Written by Kim Fitzharris, atelierista at EtonHouse Pre-School 223 Mountbatten. Edited by Trudy Mossop, Careers and Resource Specialist at Child Care Resources.
Observing a child experimenting with art materials slows down time. Children enjoy the physical sensation of paint dragging across the canvas or squishing clay with their fingers. Is there value in these activities? What does it have to do with creativity? What if the end result adds up to a pile of clay scraps or a mound of brown paint? Is it art? Are these activities valuable, even if they do not turn into a polished ‘finished’ product? Parents and teachers might find it hard to suspend the idea that a ‘finished’ product is proof of ‘successful’ learning. Yes, it is fun to have a shiny art piece to show and there is a sense of accomplishment; of a job well done. But is it possible that we have gone too far and have forgotten about why we create art in the first place?

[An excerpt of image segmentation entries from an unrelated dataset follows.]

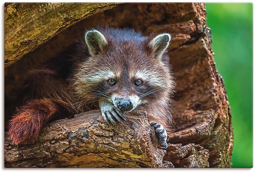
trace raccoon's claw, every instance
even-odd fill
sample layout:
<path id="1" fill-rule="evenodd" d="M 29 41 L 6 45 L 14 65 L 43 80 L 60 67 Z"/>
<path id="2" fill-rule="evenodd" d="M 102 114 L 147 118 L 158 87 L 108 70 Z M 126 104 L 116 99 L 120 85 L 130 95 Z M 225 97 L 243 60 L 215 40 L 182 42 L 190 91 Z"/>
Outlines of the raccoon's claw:
<path id="1" fill-rule="evenodd" d="M 158 122 L 154 121 L 151 122 L 149 124 L 151 126 L 155 128 L 155 131 L 156 135 L 158 139 L 158 143 L 162 147 L 166 148 L 168 145 L 166 143 L 166 140 L 167 139 L 167 133 L 166 130 L 163 128 L 161 125 L 157 124 Z"/>
<path id="2" fill-rule="evenodd" d="M 109 125 L 115 125 L 117 122 L 123 124 L 123 120 L 126 121 L 124 114 L 110 103 L 103 102 L 101 106 L 102 117 L 105 123 Z"/>

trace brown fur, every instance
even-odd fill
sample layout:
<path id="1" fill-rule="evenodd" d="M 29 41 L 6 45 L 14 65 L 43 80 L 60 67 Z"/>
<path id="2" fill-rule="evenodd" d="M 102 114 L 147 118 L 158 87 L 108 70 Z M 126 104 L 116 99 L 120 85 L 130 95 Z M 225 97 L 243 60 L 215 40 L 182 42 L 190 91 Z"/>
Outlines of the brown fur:
<path id="1" fill-rule="evenodd" d="M 108 46 L 97 58 L 90 58 L 87 46 L 82 43 L 74 56 L 73 71 L 67 79 L 60 75 L 59 69 L 54 66 L 52 69 L 42 67 L 29 73 L 24 89 L 30 93 L 26 95 L 27 102 L 18 109 L 9 123 L 9 134 L 16 144 L 34 138 L 51 120 L 98 108 L 99 100 L 107 98 L 97 95 L 101 90 L 106 94 L 122 92 L 124 95 L 126 93 L 127 95 L 132 93 L 139 95 L 157 89 L 147 82 L 143 87 L 134 87 L 124 79 L 128 78 L 129 74 L 143 69 L 155 71 L 165 89 L 157 89 L 157 91 L 143 98 L 148 103 L 140 105 L 136 109 L 147 111 L 149 121 L 159 122 L 168 130 L 171 122 L 168 110 L 170 97 L 174 92 L 175 84 L 167 51 L 160 62 L 152 56 L 152 50 L 149 47 L 149 43 L 156 35 L 143 36 L 128 29 L 97 30 L 106 37 Z M 103 80 L 85 84 L 83 78 L 90 78 L 94 73 L 100 73 L 99 70 L 107 68 L 120 74 L 116 88 L 108 87 Z M 68 116 L 62 116 L 65 114 Z"/>

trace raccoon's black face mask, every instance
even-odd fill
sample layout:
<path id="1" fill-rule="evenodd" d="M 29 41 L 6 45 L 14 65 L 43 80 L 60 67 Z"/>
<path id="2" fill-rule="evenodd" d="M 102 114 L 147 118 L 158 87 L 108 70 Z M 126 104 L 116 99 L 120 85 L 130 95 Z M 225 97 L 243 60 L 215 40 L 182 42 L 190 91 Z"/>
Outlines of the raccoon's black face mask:
<path id="1" fill-rule="evenodd" d="M 80 94 L 107 100 L 123 112 L 168 97 L 175 87 L 166 50 L 171 35 L 147 37 L 133 32 L 124 35 L 120 30 L 113 36 L 108 32 L 111 30 L 86 33 L 88 57 L 81 62 L 76 81 L 83 87 Z"/>

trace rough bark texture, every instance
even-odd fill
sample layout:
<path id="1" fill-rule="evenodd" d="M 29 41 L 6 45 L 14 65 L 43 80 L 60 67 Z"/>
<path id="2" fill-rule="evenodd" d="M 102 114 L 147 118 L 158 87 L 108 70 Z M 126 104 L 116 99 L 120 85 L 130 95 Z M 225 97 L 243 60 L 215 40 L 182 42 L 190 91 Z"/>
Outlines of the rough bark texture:
<path id="1" fill-rule="evenodd" d="M 64 53 L 63 50 L 68 51 L 70 49 L 72 46 L 75 44 L 76 40 L 79 40 L 82 38 L 86 28 L 89 29 L 99 25 L 132 28 L 145 34 L 151 32 L 157 33 L 168 32 L 172 34 L 173 36 L 172 43 L 169 47 L 170 56 L 171 58 L 170 62 L 173 67 L 178 86 L 176 93 L 173 98 L 173 107 L 170 110 L 173 116 L 174 131 L 169 136 L 168 140 L 169 147 L 166 149 L 166 154 L 163 157 L 163 163 L 159 163 L 157 165 L 159 167 L 163 167 L 163 165 L 171 167 L 173 164 L 175 167 L 230 167 L 233 140 L 231 114 L 224 82 L 216 70 L 213 61 L 214 54 L 211 47 L 211 30 L 206 25 L 206 15 L 204 5 L 203 3 L 129 3 L 120 5 L 111 9 L 99 13 L 81 20 L 57 35 L 47 43 L 24 56 L 18 62 L 5 69 L 5 101 L 8 105 L 5 107 L 5 119 L 8 119 L 7 117 L 12 113 L 12 110 L 9 110 L 14 109 L 14 105 L 12 105 L 11 102 L 18 101 L 16 96 L 18 89 L 16 88 L 17 83 L 22 80 L 26 72 L 32 67 L 40 66 L 49 59 L 63 55 Z M 100 118 L 99 117 L 99 119 Z M 145 119 L 140 117 L 140 118 L 139 120 L 140 121 Z M 100 121 L 100 120 L 99 120 Z M 70 123 L 70 125 L 73 124 L 72 125 L 74 125 L 76 124 L 74 119 L 68 120 L 74 122 Z M 103 126 L 102 124 L 98 123 L 98 121 L 96 122 L 96 121 L 95 120 L 93 126 L 99 127 Z M 64 121 L 61 121 L 63 123 L 61 124 L 64 124 Z M 55 122 L 53 123 L 55 124 L 51 124 L 48 126 L 57 125 L 58 122 L 57 122 L 57 123 Z M 145 122 L 144 124 L 145 126 L 140 126 L 146 130 L 148 124 Z M 124 125 L 122 124 L 118 126 L 128 127 L 129 126 L 125 124 Z M 90 133 L 92 134 L 95 134 L 93 132 L 103 132 L 102 128 L 95 128 L 95 131 Z M 151 131 L 151 129 L 147 128 Z M 42 134 L 47 133 L 47 130 L 49 129 L 49 127 L 46 128 Z M 88 129 L 86 130 L 88 131 Z M 130 131 L 136 130 L 135 130 Z M 116 131 L 118 135 L 121 133 L 121 131 Z M 68 133 L 68 135 L 65 138 L 58 139 L 57 133 L 55 133 L 52 131 L 49 132 L 51 133 L 49 134 L 55 134 L 57 137 L 53 140 L 50 138 L 52 137 L 43 139 L 50 139 L 45 141 L 48 143 L 47 145 L 49 145 L 44 146 L 45 149 L 49 150 L 50 148 L 49 148 L 52 147 L 51 145 L 53 144 L 55 146 L 52 147 L 57 148 L 54 148 L 55 149 L 54 152 L 58 150 L 61 152 L 58 153 L 60 154 L 59 154 L 53 153 L 53 155 L 52 153 L 50 156 L 53 157 L 55 155 L 66 153 L 67 150 L 70 150 L 73 147 L 71 146 L 72 142 L 70 142 L 69 144 L 66 143 L 67 146 L 65 147 L 67 148 L 66 152 L 63 150 L 62 148 L 57 148 L 58 146 L 64 146 L 61 145 L 62 142 L 65 142 L 65 140 L 67 139 L 65 138 L 71 139 L 70 140 L 72 140 L 73 139 L 70 136 L 71 133 Z M 89 132 L 78 130 L 76 132 L 79 134 L 80 133 Z M 131 133 L 132 132 L 131 132 Z M 136 161 L 135 159 L 128 159 L 131 161 L 129 161 L 127 160 L 127 157 L 131 158 L 131 156 L 133 156 L 132 154 L 129 154 L 130 153 L 125 154 L 124 156 L 123 156 L 123 154 L 120 154 L 122 155 L 122 157 L 125 157 L 123 159 L 118 155 L 113 158 L 104 159 L 105 157 L 103 154 L 101 154 L 102 156 L 99 156 L 97 159 L 95 157 L 95 161 L 92 164 L 99 163 L 99 167 L 120 167 L 120 164 L 126 165 L 125 163 L 129 161 L 131 163 L 130 167 L 136 165 L 137 166 L 136 167 L 142 167 L 143 166 L 139 165 L 140 163 L 138 162 L 143 161 L 141 164 L 143 163 L 146 164 L 145 167 L 156 167 L 157 165 L 154 164 L 157 162 L 155 161 L 156 159 L 152 158 L 153 155 L 158 157 L 157 162 L 162 162 L 161 156 L 163 155 L 163 152 L 162 150 L 158 150 L 156 148 L 152 148 L 155 150 L 153 153 L 147 152 L 147 150 L 149 150 L 147 149 L 149 148 L 153 147 L 150 147 L 151 146 L 149 142 L 152 141 L 153 143 L 154 141 L 153 141 L 154 139 L 151 138 L 151 141 L 150 141 L 149 134 L 147 132 L 145 133 L 145 135 L 143 136 L 140 138 L 136 137 L 136 136 L 134 138 L 137 138 L 138 139 L 143 138 L 145 140 L 139 140 L 145 143 L 142 143 L 144 146 L 139 147 L 145 148 L 134 148 L 137 147 L 136 146 L 138 145 L 141 145 L 139 142 L 137 143 L 134 142 L 131 144 L 129 143 L 129 148 L 125 148 L 126 149 L 124 150 L 132 152 L 133 154 L 138 156 L 141 155 L 139 154 L 141 153 L 142 155 L 146 155 L 147 157 L 145 159 L 147 160 L 142 161 L 140 159 L 138 161 L 137 159 Z M 128 134 L 126 135 L 129 138 Z M 131 134 L 131 136 L 132 135 Z M 42 135 L 39 138 L 41 138 Z M 130 136 L 129 138 L 131 138 Z M 133 136 L 134 136 L 134 134 Z M 90 139 L 91 138 L 86 137 L 86 136 L 83 138 L 86 140 L 86 138 L 88 140 Z M 76 136 L 74 139 L 76 139 L 77 137 Z M 120 151 L 122 152 L 122 150 L 124 148 L 122 145 L 120 146 L 120 141 L 116 142 L 114 139 L 112 139 L 113 138 L 110 137 L 111 144 L 115 146 L 106 145 L 114 148 L 108 149 L 104 154 L 113 153 L 113 150 L 116 150 L 116 152 L 120 153 Z M 123 138 L 122 137 L 120 138 Z M 6 138 L 5 146 L 8 148 L 6 148 L 5 154 L 6 167 L 14 167 L 14 164 L 20 164 L 20 167 L 24 167 L 25 164 L 28 164 L 26 163 L 22 165 L 22 161 L 26 161 L 21 160 L 24 159 L 22 159 L 24 157 L 24 153 L 23 156 L 21 153 L 20 155 L 17 154 L 16 153 L 19 152 L 17 152 L 17 149 L 20 149 L 18 150 L 20 151 L 22 149 L 32 150 L 31 152 L 37 153 L 36 153 L 40 155 L 45 155 L 45 152 L 49 152 L 49 151 L 43 150 L 43 148 L 38 150 L 35 148 L 36 147 L 31 145 L 16 148 L 8 139 L 7 138 Z M 67 140 L 68 140 L 68 138 Z M 53 142 L 52 143 L 53 140 Z M 39 143 L 34 144 L 35 144 L 32 145 L 37 145 L 37 146 L 43 145 L 40 144 L 43 144 L 44 141 L 40 142 L 39 141 Z M 66 142 L 67 141 L 66 140 Z M 80 145 L 82 142 L 79 142 L 78 144 L 78 142 L 76 142 L 77 145 L 75 143 L 72 145 L 72 146 L 78 148 L 78 151 L 81 152 L 82 154 L 86 151 L 92 151 L 89 148 L 85 148 L 83 150 L 81 148 L 85 146 Z M 97 143 L 100 144 L 99 142 Z M 145 146 L 146 145 L 147 146 Z M 153 145 L 154 145 L 154 143 Z M 97 146 L 93 146 L 93 147 L 97 147 Z M 33 148 L 36 150 L 33 150 Z M 131 150 L 133 149 L 131 151 Z M 143 149 L 142 152 L 141 152 L 141 150 Z M 75 155 L 76 153 L 75 149 L 72 150 L 68 153 Z M 150 154 L 154 154 L 158 151 L 159 151 L 159 155 Z M 49 151 L 51 152 L 50 150 Z M 147 153 L 146 154 L 143 154 L 145 153 Z M 32 155 L 30 156 L 34 156 L 29 158 L 35 157 Z M 37 155 L 36 156 L 39 156 Z M 50 155 L 45 155 L 45 158 L 43 157 L 45 155 L 40 156 L 43 157 L 39 160 L 34 158 L 31 159 L 34 160 L 34 163 L 32 165 L 31 163 L 29 164 L 31 164 L 31 166 L 41 166 L 44 165 L 45 165 L 47 163 L 44 161 L 47 161 L 49 159 L 55 159 L 53 158 L 49 158 Z M 57 157 L 58 155 L 56 156 Z M 77 162 L 84 161 L 82 156 L 74 156 Z M 12 157 L 14 157 L 12 159 L 10 158 Z M 72 163 L 71 161 L 72 160 L 69 159 L 70 157 L 63 157 L 63 159 L 59 160 L 60 162 L 66 161 L 66 162 L 64 163 L 66 165 Z M 116 165 L 111 166 L 112 164 L 106 161 L 107 160 L 110 161 L 109 159 L 112 160 L 113 162 L 115 159 L 122 159 L 122 161 L 119 163 L 113 164 Z M 120 164 L 122 162 L 125 163 Z M 78 163 L 74 165 L 79 166 L 79 164 Z M 60 163 L 59 164 L 61 164 Z M 54 165 L 50 164 L 51 163 L 47 166 Z"/>
<path id="2" fill-rule="evenodd" d="M 5 4 L 5 66 L 81 20 L 120 3 Z"/>
<path id="3" fill-rule="evenodd" d="M 128 121 L 106 124 L 100 110 L 49 124 L 29 145 L 5 142 L 5 167 L 169 167 L 166 151 L 156 148 L 154 130 L 143 111 Z"/>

Considering a young child from a developmental perspective, might we expect too much ‘product’ too soon and simultaneously expect too little ‘process’ at all ages? Exactly how does a caring parent or well-meaning teacher foster creativity and experimentation within a child?
Accepting failure. When a child handles paint and it drips, the child learns to tolerate frustration and persevere. He may not see it as a “poor” result but rather an opportunity to learn. He may even like the dripping effect and repeat it deliberately. If the teacher’s response is one of negative affect, the child certainly will learn that some paintings are better than others, and they will begin to judge their own work, potentially hindering their creative expression.

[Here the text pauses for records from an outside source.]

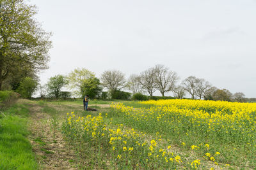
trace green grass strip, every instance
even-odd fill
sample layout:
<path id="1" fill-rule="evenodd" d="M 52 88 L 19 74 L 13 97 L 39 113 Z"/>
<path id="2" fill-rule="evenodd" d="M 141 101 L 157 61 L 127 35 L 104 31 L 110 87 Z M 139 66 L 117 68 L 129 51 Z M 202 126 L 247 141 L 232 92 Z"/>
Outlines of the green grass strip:
<path id="1" fill-rule="evenodd" d="M 16 109 L 15 106 L 10 110 Z M 0 169 L 37 169 L 35 154 L 26 138 L 28 132 L 24 114 L 22 118 L 5 113 L 6 116 L 0 118 Z"/>

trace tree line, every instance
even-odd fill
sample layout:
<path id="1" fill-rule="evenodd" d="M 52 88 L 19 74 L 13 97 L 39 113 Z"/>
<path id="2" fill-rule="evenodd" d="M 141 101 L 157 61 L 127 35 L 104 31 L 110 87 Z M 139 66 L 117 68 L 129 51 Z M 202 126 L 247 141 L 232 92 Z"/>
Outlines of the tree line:
<path id="1" fill-rule="evenodd" d="M 179 80 L 175 71 L 159 64 L 140 74 L 132 74 L 127 79 L 125 74 L 118 70 L 104 71 L 98 78 L 94 73 L 85 68 L 76 68 L 67 76 L 58 74 L 51 77 L 44 86 L 39 86 L 38 89 L 41 97 L 57 99 L 72 95 L 70 92 L 62 91 L 65 87 L 71 90 L 76 96 L 87 94 L 93 99 L 129 99 L 131 95 L 135 99 L 154 99 L 153 94 L 159 91 L 162 97 L 172 92 L 173 97 L 178 99 L 182 99 L 188 94 L 193 99 L 245 101 L 243 93 L 232 94 L 227 89 L 212 87 L 204 78 L 190 76 L 178 84 Z M 127 90 L 131 93 L 125 92 Z M 148 94 L 148 97 L 145 94 Z"/>
<path id="2" fill-rule="evenodd" d="M 22 97 L 31 98 L 35 91 L 49 97 L 67 97 L 71 93 L 63 92 L 68 86 L 75 96 L 88 94 L 91 97 L 129 98 L 148 94 L 149 98 L 159 91 L 163 97 L 173 92 L 182 99 L 186 94 L 191 99 L 244 101 L 242 92 L 232 94 L 227 89 L 218 89 L 203 78 L 189 76 L 177 85 L 177 74 L 163 65 L 156 65 L 132 74 L 127 80 L 118 70 L 106 71 L 100 78 L 84 68 L 76 69 L 68 75 L 56 75 L 44 86 L 39 84 L 36 74 L 47 69 L 49 50 L 52 47 L 51 32 L 45 31 L 35 19 L 36 7 L 23 0 L 0 1 L 0 90 L 12 90 Z M 108 92 L 103 92 L 106 89 Z"/>

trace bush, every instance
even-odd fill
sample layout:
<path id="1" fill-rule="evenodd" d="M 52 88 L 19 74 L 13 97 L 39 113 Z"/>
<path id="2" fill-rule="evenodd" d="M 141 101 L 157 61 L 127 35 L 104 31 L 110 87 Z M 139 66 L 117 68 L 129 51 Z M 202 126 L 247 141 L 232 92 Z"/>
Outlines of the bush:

Accept children’s efforts at art as valuable no matter the aesthetics of the outcome. Children are eager to experiment and to figure out how things work, we need only get out of their way. As adults, we can intentionally recognize this natural curiosity as an opportunity to cultivate positive learning experiences. Providing children the time and opportunity to experiment gives them permission to relax and learn without pressure. If we are too focused on a final product, it takes away from their experience and limits their learning.
Allow unstructured play. When children determine for themselves the course of their interest, they engage in sustained play. What unanticipated discoveries might arise from children taking the lead in their own play? We can prepare an environment with a variety of stimuli as an invitation, leaving the “what” and “how” up to the child. Adopting an attitude of open-ended exploration allows children to use materials freely, often in ways that the adults may not be able to predict or prepare for even if they tried. It is a state of exploration that can only be achieved through open-ended play environments. Because young children hold no preconceptions about the capabilities of various materials, they are more apt to experiment. Children are capable learners and sometimes it is as simple as providing the time and space for children to ride the waves of their natural intelligences.
'Creativity is the ability to challenge, question and explore. It involves taking risks, playing with ideas, keeping an open mind and making connections where none are obvious.'
- Victoria and Albert Museum of Childhood
When children are given unstructured time to explore and test out theories, they are discovering the world around them. Children learn by doing. Creativity does not have to be limited to painting a nice picture. Whoever decided what ‘nice’ is anyway? Labeling children’s art as ‘good’ or ‘bad’ is counter to free expression and imposes limits instead of being open to possibilities.
Creativity blossoms in an environment free of fear or coercion. It will not be hurried; it does not need to be. The finished product is secondary to the experimentation and experience of the child. Creativity encompasses a way of thinking and being in the world that doesn’t need proof to exist, only the joy of the experience gained.